Mapping to a GL_TEXTURE_RECTANGLE

Hi

I’m a newcoming to CUDA, have read a book and have jumped in the deep end:)

I’m struggling to read image data from a GL_TEXTURE_RECTANGLE texture, the info online is pretty mixed up due to SDK changes over the years, I think what I have done would work on a normal texture, does anyone have any ideas of what would need to changed?

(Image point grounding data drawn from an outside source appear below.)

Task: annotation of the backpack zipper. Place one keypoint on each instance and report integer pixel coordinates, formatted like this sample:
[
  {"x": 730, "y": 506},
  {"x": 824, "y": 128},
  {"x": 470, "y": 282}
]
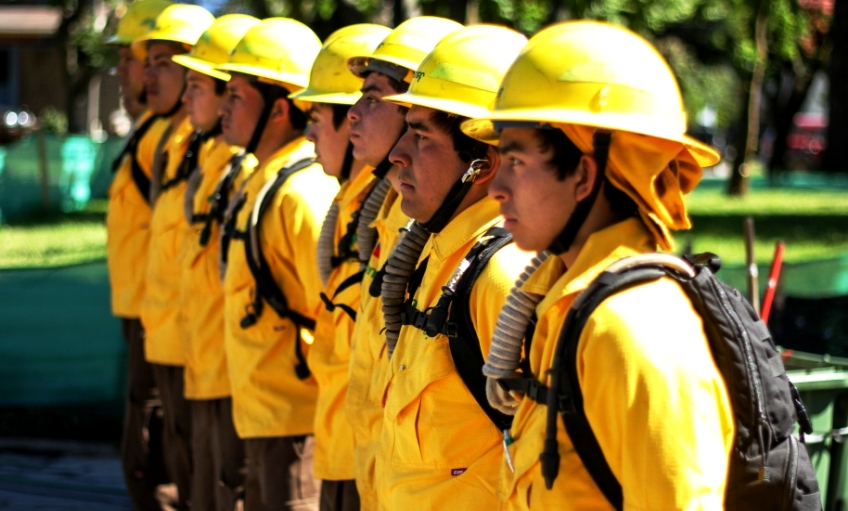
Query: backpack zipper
[{"x": 753, "y": 373}]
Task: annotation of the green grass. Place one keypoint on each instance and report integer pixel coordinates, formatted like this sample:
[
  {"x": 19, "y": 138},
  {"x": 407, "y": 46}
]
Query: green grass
[
  {"x": 812, "y": 224},
  {"x": 55, "y": 239}
]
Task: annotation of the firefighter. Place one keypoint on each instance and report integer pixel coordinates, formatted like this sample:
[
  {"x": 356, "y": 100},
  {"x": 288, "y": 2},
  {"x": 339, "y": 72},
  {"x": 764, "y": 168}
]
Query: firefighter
[
  {"x": 595, "y": 162},
  {"x": 445, "y": 283},
  {"x": 217, "y": 452},
  {"x": 271, "y": 282},
  {"x": 128, "y": 236},
  {"x": 375, "y": 127},
  {"x": 332, "y": 89},
  {"x": 177, "y": 28}
]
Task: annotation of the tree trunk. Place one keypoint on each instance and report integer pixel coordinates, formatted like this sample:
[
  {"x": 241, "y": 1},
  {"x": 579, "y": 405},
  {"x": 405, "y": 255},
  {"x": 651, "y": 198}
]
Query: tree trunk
[
  {"x": 750, "y": 136},
  {"x": 784, "y": 113},
  {"x": 836, "y": 154}
]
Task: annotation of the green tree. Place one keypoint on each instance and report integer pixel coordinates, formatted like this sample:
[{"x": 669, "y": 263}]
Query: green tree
[{"x": 81, "y": 37}]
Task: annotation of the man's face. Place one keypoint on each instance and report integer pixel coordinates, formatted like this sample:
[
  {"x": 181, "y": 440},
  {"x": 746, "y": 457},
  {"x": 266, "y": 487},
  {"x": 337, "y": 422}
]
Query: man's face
[
  {"x": 130, "y": 73},
  {"x": 535, "y": 203},
  {"x": 330, "y": 142},
  {"x": 429, "y": 165},
  {"x": 375, "y": 125},
  {"x": 240, "y": 111},
  {"x": 163, "y": 77},
  {"x": 201, "y": 101}
]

The GL_TEXTURE_RECTANGLE is RGBA float.

My texture reference:

texture<float4, cudaTextureType2D, cudaReadModeElementType> texRef;

My simple kernel:

__global__ void kernel(float *dev_ouput, int width, int height)
{
    int x = threadIdx.x + blockIdx.x * blockDim.x;
    int y = threadIdx.y + blockIdx.y * blockDim.y;
    int offset = x + y * blockDim.x * gridDim.x;

    if ( x > width || y > height ) return;

    float4 pixel = tex2D(texRef, x, y);

    dev_ouput[offset*4 + 0] = pixel.x;
    dev_ouput[offset*4 + 1] = pixel.y;
    dev_ouput[offset*4 + 2] = pixel.z;
    dev_ouput[offset*4 + 3] = pixel.w;
}

And my code that calls it:

cudaGraphicsResource *resource;
    cudaArray* array;

    cudaGraphicsGLRegisterImage(&resource, textureID, GL_TEXTURE_RECTANGLE, cudaGraphicsRegisterFlagsReadOnly);
    cudaGraphicsMapResources( 1, &resource, NULL );
    cudaGraphicsSubResourceGetMappedArray (&array, resource, 0, 0);

    cudaBindTextureToArray(texRef, array);

//create buffer on device to store output
    float *dev_ouput;
    cudaMalloc((void**)&dev_ouput, renderedWidth * renderedHeight * sizeof(float) * 4);

dim3    grids(renderedWidth/16,renderedHeight/16);
    dim3    threads(16,16);

    kernel<<<grids, threads>>>(dev_ouput, renderedWidth, renderedHeight);

    cudaMemcpy(dataptr, dev_ouput, renderedWidth * renderedHeight * sizeof(float) * 4, cudaMemcpyDeviceToHost);

cudaFree(dev_ouput);
    cudaUnbindTexture(texRef);
    cudaGraphicsUnmapResources( 1, &resource, NULL );
    cudaGraphicsUnregisterResource(resource);

The result is an empty buffer but no CUDA errors - if in the kernel I just write fixed values I get the results in the buffer I expect.

Any ideas anyone?

I’m not a CUDA expert, but the index check in line 7 is incorrect if width and height are the resolution of the image. It needs to bail on greater or equal the rendered size or you index out of bounds.
That line can also be moved before offset is calculated in line 5.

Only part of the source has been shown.